“Hi,” I said. “My name is Rawlins. I’m looking for someone.”
She peered over the rim of her spectacles but didn’t say a word.
“She’s one of your congregation.”
Again the silent treatment.
“Etheline Teaman,” I said as a final effort.
“We don’t give out information on our members, Rawlins,” she said.
“I understand, ma’am. That makes sense. You don’t know who I could be or what I’m after.”
The woman’s eyes tightened a little, trying to divine if there was some kind of threat in my words.
“But,” I continued, “I have a serious problem. I’m very upset. You see, my cousin, Raymond, moved up to Oakland last year to work for these people clearin’ forest up north of San Francisco.
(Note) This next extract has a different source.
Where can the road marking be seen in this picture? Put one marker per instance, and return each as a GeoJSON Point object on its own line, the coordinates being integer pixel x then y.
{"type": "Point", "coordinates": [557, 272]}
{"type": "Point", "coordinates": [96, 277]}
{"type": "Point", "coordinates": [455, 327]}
Nine months ago his mother gets a letter sayin’ that there was an accident, that Raymond fell into the Russian River where they were movin’ logs, and he was lost. You can imagine the grief she must have felt. Here some white man writes her a letter sayin’ that her blood was gone and there wasn’t even a body for her to cry over and put in the ground with a few words from her minister.”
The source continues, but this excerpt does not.